Murray Calder wrote a blog post for Mediacom titled Meaningful Measurement. “As much as we each become the stories we tell ourselves, so businesses become what they measure.”
“Perhaps the most overlooked dimension of measurement is that of time. We’ve become obsessed with short term data.”
“Of course, short-term data has it’s uses but a long-term outlook is important because of what we know about the multiplier effect of highly creative, emotionally engaging campaigns. As Binet & Field have shown, the sales effects of rational campaigns are quite immediate and they tend to outperform those of emotional campaigns for around the first 6 months. However, because rational messages are forgotten more quickly than feelings, emotional campaigns are seen to be much more effective over the longer term. Short-term effects can, therefore, be quite different from long-term effects and ignoring this fact can lead to poor decisions being made about future strategy.”
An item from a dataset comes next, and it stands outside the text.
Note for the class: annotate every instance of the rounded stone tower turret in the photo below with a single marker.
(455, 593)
“Indiscriminantly collecting that data just because it’s there creates no value. Data has no intrinsic value. It only has value when it is turned into insight which can help answer specific questions.”
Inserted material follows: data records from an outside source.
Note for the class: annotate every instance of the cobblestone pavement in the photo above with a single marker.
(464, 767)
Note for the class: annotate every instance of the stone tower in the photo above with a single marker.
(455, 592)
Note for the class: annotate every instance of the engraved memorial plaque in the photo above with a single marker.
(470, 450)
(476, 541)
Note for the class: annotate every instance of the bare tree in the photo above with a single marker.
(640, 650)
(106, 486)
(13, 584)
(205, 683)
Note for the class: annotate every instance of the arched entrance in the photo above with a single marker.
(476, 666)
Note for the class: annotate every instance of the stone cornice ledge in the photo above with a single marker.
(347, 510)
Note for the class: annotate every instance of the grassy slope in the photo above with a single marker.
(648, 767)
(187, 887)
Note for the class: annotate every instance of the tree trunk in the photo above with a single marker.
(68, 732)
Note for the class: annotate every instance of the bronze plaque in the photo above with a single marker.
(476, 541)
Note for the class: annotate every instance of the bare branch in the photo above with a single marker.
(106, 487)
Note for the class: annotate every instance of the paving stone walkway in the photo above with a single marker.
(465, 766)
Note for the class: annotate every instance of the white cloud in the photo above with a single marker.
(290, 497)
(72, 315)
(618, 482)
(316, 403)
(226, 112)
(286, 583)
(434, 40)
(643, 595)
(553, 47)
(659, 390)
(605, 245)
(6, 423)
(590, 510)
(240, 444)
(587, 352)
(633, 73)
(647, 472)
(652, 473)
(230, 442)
“As Byron Sharp pointed out in this piece from 2017, much of the investment in marketing metrics can seem wasted because of this short-term obsession. Do you really need monthly (I’ve even seen weekly) tracker data? How much are those metrics really changing over the long term? Beyond statistical sampling fluctuations?”
“Knowing what you’re measuring and why will give you far more confidence that you know what you’re doing.”
“There are most likely three buckets of questions you need to concern yourself with:
- Input Indicators: What is contextually different from last time? How does this activity differ from what we did before? What were our competitors doing that might impact on our results?
- Leading Indicators: Have enough people seen what we’re doing? How do they feel about it? Is that different from how they felt before? Different how?
- Lagging Indicators: Has what we’ve done changed behaviours? Have we sold more? Where did those extra sales come from? Is that where we expected them to come from? If not, why not?
Knowing the questions you’re trying to answer defines the type and volume of data you need to collect.”